Mreen bent her head above her instrument and closed her eyes. She plucked the C with deliberation, letting it fill the Cantoris, one solitary note to throb in the bones of its hearers. She placed her forefinger on the string to raise it a half step, and then another. The melody that swelled from her instrument was in the fifth mode, Mu-Lidya, rich and mournful and satisfying. She stated the tune first as monody, and then began to harmonize it with the other strings, letting the chords grow and change. She modulated to Lidya as she had planned, and then to Doryu. She closed her eyes, letting the music carry her, visualizing its form as she always did, seeing the pattern that grew and expanded and then curled in on itself as she changed modes, giving the music a new pattern, a fresh color, another meaning.
The image of her mother, the mother she had never known, took shape in her mind—laughing Isbel who had gone beyond the stars seventeen years before, Isbel who had died giving bir
th to Mreen, Isbel who should never have conceived a child. Mreen’s heart filled with grief and shame, and she poured all of it into her music. She didn’t hear the gasps from her hearers, didn’t see the billow of light or feel the wave of warmth that swept out from the dais. She floated on the tide of melody, letting it carry her away from her secret sorrow, away from the Cantoris, and most especially away from the curious stares of the Housemembers. She had been born for the Gift. Almost effortlessly, she stretched herself past the walls of Conservatory, beyond the stands of irontrees, reaching, as if to the stars themselves, for her disgraced mother.

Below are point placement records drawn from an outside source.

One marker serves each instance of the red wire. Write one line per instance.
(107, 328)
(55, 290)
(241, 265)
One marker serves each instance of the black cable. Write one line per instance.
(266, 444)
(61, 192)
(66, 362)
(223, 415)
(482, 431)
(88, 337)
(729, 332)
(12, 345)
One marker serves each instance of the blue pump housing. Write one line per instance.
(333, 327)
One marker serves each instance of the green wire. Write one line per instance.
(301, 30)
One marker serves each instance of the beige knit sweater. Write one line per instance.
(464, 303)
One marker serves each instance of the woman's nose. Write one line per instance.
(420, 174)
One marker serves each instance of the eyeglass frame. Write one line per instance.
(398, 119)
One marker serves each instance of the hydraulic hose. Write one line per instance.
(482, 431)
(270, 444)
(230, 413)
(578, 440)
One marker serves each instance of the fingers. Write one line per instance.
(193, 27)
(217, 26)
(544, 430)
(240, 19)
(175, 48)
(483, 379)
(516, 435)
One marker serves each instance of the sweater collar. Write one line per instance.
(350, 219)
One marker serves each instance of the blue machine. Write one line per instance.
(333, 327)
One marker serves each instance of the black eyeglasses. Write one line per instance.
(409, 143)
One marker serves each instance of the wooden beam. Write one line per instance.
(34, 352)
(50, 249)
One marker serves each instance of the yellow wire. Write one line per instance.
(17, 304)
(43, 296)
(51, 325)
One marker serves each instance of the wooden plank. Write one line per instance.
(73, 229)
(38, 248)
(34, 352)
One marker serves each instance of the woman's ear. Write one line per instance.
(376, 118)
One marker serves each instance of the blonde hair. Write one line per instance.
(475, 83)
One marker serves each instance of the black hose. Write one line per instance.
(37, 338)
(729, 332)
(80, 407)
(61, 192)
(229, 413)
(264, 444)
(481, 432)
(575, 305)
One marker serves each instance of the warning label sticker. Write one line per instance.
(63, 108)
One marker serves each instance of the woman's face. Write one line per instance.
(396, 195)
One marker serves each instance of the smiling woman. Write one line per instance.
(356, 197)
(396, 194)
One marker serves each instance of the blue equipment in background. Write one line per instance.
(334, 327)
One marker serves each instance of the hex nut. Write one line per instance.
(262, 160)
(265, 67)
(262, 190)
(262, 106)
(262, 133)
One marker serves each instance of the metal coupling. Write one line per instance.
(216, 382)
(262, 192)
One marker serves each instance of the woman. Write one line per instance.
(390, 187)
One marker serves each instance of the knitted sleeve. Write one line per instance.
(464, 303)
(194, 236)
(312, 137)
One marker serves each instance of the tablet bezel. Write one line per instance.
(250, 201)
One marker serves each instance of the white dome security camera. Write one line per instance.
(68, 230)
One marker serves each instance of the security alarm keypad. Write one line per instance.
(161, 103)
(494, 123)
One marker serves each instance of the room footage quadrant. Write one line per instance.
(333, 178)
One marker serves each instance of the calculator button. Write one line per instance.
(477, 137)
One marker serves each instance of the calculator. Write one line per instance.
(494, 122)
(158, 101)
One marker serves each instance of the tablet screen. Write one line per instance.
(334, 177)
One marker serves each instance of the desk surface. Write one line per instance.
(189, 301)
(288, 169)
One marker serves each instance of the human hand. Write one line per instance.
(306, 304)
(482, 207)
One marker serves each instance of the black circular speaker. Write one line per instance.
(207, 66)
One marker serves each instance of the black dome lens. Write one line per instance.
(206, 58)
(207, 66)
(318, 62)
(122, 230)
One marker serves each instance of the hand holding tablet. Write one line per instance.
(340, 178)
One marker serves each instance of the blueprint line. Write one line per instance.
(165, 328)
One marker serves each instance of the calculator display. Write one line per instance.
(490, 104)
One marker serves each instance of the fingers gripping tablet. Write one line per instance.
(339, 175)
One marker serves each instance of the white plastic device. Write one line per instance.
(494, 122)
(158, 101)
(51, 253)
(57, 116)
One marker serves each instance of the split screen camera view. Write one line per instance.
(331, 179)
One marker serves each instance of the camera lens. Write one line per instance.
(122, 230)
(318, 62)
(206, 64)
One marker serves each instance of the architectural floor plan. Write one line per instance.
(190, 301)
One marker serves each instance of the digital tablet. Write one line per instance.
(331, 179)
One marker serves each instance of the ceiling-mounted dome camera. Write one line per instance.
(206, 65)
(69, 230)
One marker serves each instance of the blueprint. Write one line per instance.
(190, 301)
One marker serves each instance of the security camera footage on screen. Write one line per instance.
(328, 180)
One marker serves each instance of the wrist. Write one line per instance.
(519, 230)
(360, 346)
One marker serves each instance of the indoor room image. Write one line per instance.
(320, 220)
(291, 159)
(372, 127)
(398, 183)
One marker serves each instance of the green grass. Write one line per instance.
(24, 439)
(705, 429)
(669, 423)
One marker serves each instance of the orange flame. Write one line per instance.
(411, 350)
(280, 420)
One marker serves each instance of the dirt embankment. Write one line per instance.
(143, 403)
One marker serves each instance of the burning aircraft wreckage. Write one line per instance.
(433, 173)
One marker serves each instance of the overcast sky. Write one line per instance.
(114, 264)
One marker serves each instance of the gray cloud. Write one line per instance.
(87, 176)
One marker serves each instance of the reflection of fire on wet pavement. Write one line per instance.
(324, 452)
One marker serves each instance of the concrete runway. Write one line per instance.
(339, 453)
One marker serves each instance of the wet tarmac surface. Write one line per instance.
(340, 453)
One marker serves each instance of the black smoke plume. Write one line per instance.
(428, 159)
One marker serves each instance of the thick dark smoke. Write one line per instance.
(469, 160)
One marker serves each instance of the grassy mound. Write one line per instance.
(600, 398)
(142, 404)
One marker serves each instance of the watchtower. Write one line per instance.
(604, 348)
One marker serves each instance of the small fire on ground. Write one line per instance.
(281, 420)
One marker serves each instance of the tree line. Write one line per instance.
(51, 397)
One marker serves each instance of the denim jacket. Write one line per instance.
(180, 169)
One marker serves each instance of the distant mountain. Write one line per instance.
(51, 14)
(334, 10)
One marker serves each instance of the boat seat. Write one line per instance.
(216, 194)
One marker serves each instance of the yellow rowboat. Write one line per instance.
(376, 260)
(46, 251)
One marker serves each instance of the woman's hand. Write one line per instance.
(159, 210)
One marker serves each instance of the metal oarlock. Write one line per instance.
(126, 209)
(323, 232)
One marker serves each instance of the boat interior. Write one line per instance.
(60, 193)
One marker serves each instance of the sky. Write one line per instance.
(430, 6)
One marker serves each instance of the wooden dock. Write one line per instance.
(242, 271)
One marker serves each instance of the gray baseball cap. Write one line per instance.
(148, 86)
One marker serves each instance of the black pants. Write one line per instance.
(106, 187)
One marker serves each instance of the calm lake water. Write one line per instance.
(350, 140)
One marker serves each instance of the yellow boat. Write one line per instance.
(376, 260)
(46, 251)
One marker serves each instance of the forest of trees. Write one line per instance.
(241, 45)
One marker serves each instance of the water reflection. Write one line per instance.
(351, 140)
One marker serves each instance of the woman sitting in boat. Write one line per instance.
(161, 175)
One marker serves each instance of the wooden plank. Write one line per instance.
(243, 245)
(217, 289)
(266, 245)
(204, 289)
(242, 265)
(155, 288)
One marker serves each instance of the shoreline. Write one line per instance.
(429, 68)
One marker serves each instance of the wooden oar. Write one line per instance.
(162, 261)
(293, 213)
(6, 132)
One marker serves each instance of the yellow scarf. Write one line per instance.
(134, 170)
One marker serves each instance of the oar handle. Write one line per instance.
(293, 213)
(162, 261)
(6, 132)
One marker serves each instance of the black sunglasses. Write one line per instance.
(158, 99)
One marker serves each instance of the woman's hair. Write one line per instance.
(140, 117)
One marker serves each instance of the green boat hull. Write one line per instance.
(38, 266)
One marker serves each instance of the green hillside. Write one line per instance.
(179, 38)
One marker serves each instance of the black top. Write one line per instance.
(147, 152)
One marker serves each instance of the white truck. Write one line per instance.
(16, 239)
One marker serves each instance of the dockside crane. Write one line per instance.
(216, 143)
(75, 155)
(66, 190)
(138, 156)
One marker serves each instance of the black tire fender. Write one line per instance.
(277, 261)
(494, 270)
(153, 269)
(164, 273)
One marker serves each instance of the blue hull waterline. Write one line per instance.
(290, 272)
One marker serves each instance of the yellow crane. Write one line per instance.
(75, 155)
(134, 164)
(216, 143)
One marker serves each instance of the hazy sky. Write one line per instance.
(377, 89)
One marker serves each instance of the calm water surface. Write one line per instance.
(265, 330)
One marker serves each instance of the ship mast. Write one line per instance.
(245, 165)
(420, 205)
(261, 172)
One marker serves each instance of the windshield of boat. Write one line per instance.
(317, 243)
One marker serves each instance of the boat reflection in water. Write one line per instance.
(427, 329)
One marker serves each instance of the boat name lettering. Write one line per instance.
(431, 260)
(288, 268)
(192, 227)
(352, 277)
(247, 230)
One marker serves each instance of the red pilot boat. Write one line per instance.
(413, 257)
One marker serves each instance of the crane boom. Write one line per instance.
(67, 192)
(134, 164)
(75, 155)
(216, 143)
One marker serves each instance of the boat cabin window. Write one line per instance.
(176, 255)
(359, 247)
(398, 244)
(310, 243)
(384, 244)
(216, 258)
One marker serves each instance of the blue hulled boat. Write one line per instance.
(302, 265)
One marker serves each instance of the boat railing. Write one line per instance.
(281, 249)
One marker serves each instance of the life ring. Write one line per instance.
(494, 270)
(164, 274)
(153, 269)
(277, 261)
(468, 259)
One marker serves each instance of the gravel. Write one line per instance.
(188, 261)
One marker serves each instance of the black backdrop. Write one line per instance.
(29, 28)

Mreen had no idea how long she played. She modulated to Iridu, a perfectly prepared, perfectly balanced modulation, and restated her melody, embellishing it with little quarter-tone flourishes, her fingertips tingling, her filhata as much a part of her as her own hands.
Mreen.
She heard the Magistrix’s sending, but only faintly. Her mind was full of music.
Mreen.
Vaguely, she knew she must bring the piece to an end, but she had ideas yet to work out, a trill on the third degree of Iridu, resolving to a flurry of descending notes that would anticipate her cadence . . .
Cantrix Mreen. You have made your point.
Mreen drew a sharp breath, suddenly aware of what she was doing. Overdoing. She abandoned the trill and slowed her flying fingers on the strings. Smoothly, as if she had planned just such an abrupt ending, she modulated back to Mu-Lidya, and reached her cadence. She took a slower breath, and allowed the resonance of her final chord to decay in the hall before she opened her eyes.
No Nevyan ever complained of being too warm. Cold was every Nevyan’s enemy, the ogre that stalked their nightmares, that waited beyond the circles of quiru light to seize them in its deadly grip. But at this moment, it was as if the two suns had shone directly into the Cantoris, warming the air to breathlessness, bringing perspiration to the brows and lips of everyone present. The air sparkled with a reddish glow, kindled by Mreen’s powerful Gift. The dais itself shimmered with light, as it were afire.